Secrets of Xen'drik
- Genre: Role-playing game
- Publisher: Wizards of the Coast
- Publication date: July 2006
- Media type: Print
- ISBN: 0-7869-3916-8

= Secrets of Xen'drik =

2006 role-playing game supplement

Secrets of Xen'drik is a supplement to the 3.5 edition of the Dungeons & Dragons role-playing game.

==Contents==
Secrets of Xen'drik is an accessory for the Eberron setting that explores the continent of Xen'drik, with its shattered cities and vast dungeons which hold the secrets of countless fallen empires. This book contains a comprehensive overview of Xen'drik and the gateway city of Stormreach. It includes new feats, prestige classes, spells, equipment, and magic items. It also provides encounters and magical locations that can be dropped into existing campaigns, as well as ready-to-play adventures, monsters, and villains.

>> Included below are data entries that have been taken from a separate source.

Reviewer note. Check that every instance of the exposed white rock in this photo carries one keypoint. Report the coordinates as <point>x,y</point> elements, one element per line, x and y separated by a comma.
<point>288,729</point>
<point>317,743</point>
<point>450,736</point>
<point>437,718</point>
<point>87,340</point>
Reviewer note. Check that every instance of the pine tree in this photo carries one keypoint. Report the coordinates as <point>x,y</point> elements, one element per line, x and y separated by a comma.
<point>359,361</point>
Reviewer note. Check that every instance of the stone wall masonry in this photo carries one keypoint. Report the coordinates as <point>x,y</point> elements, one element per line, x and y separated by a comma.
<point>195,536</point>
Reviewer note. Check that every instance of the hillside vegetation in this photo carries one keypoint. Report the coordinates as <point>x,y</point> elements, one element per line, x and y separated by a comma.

Secrets of Xen'drik introduced the concept of encounter traps, which function more like combat encounters than normal traps, and later appeared in
Dungeonscape in an entire chapter devoted to traps.

==Publication history==
Secrets of Xen'drik was written by Keith Baker, Jason M. Bulmahn, and Amber E. Scott, and published in July 2006. Cover art was by Wayne Reynolds, with interior art by Andy Brase, Mitch Cotie, Eric Deschamps, Steve Ellis, Wayne England, Jason Engle, John Hodgson, Ron Lemen, Lucio Parrillo, Mark Tedin, and Franz Vohwinkel.